Other topics that stood our were ideas that fell into these narratives. Dominant narratives can be controlled by people who are not POC or queer; these narratives then play into how people on the outside looking in, so to speak, view queer rhetoric and queer people in the workplace. Passing narratives can be controlled by communication, or the lack thereof in the professional workplace. Authors like Holmes, Edenfield, and Cox actively try to fight against this by interviewing bipoc people in the workplace and creating these ideas of technical tactics/narratives that help address the idea of just 'passing'. They also play into dominant narratives to because of their goals with their concepts of rhetoric- the push for these same tactics and interviews to be used in technical communication- the prime examples being cases such as the Jerry Sandusky case, or a DIY HRT case.

Some quotes I pulled out from pieces are as follows:

1. Edenfield: Although the term queer – as a noun or adjective – was historically used to denigrate LGBTQ+ individuals, queer theorists reclaimed the term positively to disrupt dominant gender narratives (cisgendered and/or heterosexual) and celebrate practices of queering.

2. Cox: Working closet- a complicated layered, and unorthodox space comprising a set of networked relations and interactions (including rhetorical practices and strategies) between the LGBT individual and all life contacts… OR The interrelations of race, class, gender, sexuality, and other identifiers—how they are all complicated and formed by one another and held in check by a dominant society that attempts to simplify or erase them over time—must not be forgotten in a straightforward discussion of LGBT workplace discourse.

3. McKinley: Focusing on how individuals resist emerging technologies – rather than solely on how individuals comply with design infrastructures – opens space to critique digital landscapes that marginalize and render illegible the experiences of those subject to significant structural inequalities, in the case of this article, those living with HIV, queer folks, and Black, Indigenous, and People of Color (BIPOC).

4. Ramler: Queer usability, with its emphasis on use by anticipated marginalized users, can provide a smoother user experience, a more persuasive version of experience.

5. Barnard: Denunciation of the [theory] is not equivalent to demonization of the former.

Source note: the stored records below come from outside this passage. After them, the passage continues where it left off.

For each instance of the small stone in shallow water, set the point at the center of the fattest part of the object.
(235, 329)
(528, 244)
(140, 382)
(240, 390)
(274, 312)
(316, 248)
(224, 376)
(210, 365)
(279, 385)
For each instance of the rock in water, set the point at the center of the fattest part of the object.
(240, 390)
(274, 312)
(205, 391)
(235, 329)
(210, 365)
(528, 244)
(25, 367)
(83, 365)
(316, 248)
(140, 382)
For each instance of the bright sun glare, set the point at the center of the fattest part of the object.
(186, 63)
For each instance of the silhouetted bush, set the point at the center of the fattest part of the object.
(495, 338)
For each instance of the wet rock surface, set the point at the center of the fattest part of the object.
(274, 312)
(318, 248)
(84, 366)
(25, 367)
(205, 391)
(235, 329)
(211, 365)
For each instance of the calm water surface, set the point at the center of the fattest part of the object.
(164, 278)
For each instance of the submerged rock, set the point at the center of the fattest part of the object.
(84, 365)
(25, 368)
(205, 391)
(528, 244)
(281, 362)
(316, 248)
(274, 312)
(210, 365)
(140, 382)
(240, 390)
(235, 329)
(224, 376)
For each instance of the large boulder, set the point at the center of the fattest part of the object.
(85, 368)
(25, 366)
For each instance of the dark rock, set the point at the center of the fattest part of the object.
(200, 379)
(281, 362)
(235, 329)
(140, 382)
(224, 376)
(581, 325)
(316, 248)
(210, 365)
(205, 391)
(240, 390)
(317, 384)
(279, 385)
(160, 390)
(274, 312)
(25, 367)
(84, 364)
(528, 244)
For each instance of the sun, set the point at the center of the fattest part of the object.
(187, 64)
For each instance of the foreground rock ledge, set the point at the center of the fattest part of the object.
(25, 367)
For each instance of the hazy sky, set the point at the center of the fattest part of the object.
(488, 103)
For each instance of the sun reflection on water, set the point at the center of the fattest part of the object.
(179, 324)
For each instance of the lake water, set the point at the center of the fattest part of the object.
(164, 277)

But many cultural forces work against the careful calibration of these distinctions. The culture of sex panic, and the foreclosure of debate around it (as Edelman points out, there seems to be only one side/answer when it comes to the Child (No Future 2)), means that any effort to intervene into what’s given makes one suspect.

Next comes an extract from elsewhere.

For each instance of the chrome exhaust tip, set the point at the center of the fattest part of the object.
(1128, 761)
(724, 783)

1 thought on “Rhyan’s Dinner Party

  1. lfreeman

    I love the way you organized this, I feel it will be very helpful to you in the future. I wonder if maybe now it would be helpful if you confronted organizing the articles you have found now by beginning-of-essay introduction information and deeper information? And maybe looking to see what overlaps among them all? That is what I did, however, I may take how you organized your dinner party in order to get deeper meaning from my articles!